La piazza finanziaria perde colpi
Nel 2010 la massa patrimoniale amministrata dalle banche ticinesi ha subito una contrazione, dovuta in particolare al calo dell’euro e del dollaro. Meno marcatamente si sono fatte sentire anche le ultime conseguenze dello scudo fiscale italiano. In calo quindi le commissione nette di gestione e di negoziazione.
Lo rileva l’indagine svolta dall’Associazione bancaria ticinese sull’andamento degli affari delle banche attive in Ticino. Stabile invece il volume dei crediti erogati alla clientela. Gli istituti di credito continuano ad erogare credito ipotecario e commerciale seppur in un contesto di ripresa congiunturale ancora fragile. Grazie ai tassi d’interesse che permangono estremamente bassi questo settore dovrebbe tenere anche nel 2011.

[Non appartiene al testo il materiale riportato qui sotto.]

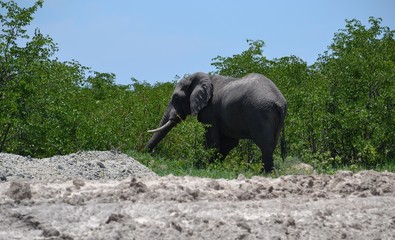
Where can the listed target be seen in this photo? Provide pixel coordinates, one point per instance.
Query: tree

Le difficoltà hanno comunque avuto una ripercussione negativa sull’occupazione. Nel 2010 il numero degli effettivi, calcolati su una base occupazionale a tempo pieno, ha registrato un calo di circa 330 unità (-4.5% rispetto agli occupati a fine 2009), attestandosi attorno alle 7050 unità. La riduzione degli effettivi è avvenuta in larghissima misura attraverso la normale fluttuazione del personale (prepensionamenti compresi) e solo in minima parte tramite una risoluzione dei contratti di lavoro. Incerte le previsioni espresse per il 2011.